New National Monument
Dorris, now age 75, claims her father, Earl Bolin, said he flew his plane through the legs of the Gateway Arch in St. Louis. Workers completed the monument in October 1965, so the structure was relatively new at the time. Dorris says her father was a bit of a daredevil, but also a pilot who knew what he was doing despite the danger. Bolin flew planes as a hobby, a love he picked up from his brother, Howard. Bolin knew what he did was illegal, so he told his daughter not to say anything because he could face legal consequences.
On the afternoon of June 22, 1966, witnesses saw a propeller-driven, fixed-wing plane fly low over the Old Courthouse and to the east through the legs of the Gateway Arch.

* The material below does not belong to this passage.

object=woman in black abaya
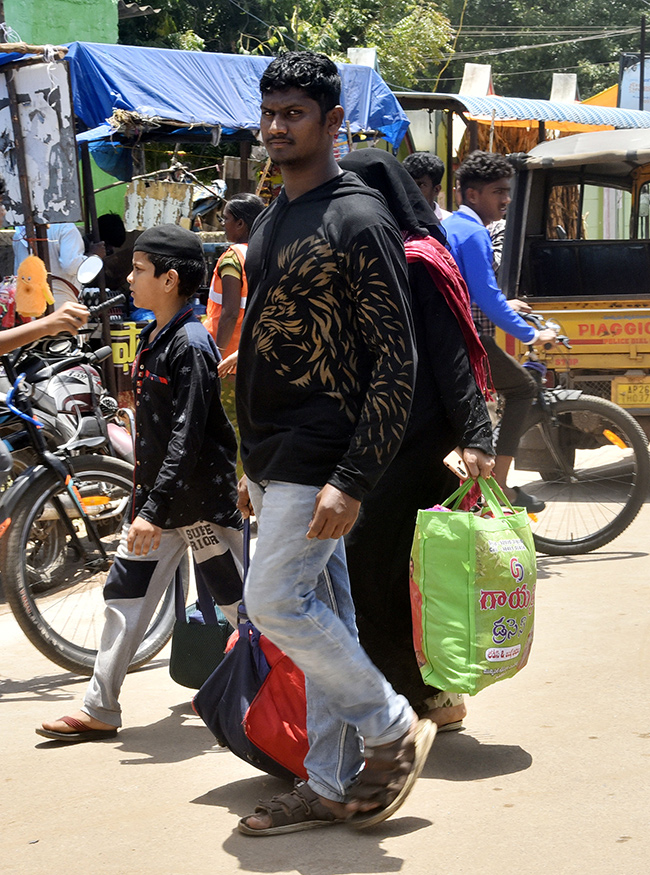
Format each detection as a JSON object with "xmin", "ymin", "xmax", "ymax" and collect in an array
[{"xmin": 340, "ymin": 149, "xmax": 495, "ymax": 726}]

Workers inside the monument said they felt the arch shake when the plane flew through it. A tourist tried to snap a picture of the event, but couldn’t get the camera ready fast enough. Bolin said he hurried to land the plane in Granite City, Illinois, to try to avoid detection. Bolin and his family lived in Madison, Illinois, an area just north of downtown St. Louis on the Illinois side of the Mississippi River, where he worked for the Nickel Plate railroad.
The FAA never found out who flew the plan through the arch. Other planes have flown through the legs of the monument, but there haven’t been since 1982. One pilot flew a helicopter through the arch in 1984. A total of 11 people have flown something through the arch as of 2016. Most of the pilots who flew through the arch were never caught. Bolin’s daughter decided to finally come forward with the family secret when the St. Louis Post-Dispatch reported on the 50th anniversary of the event.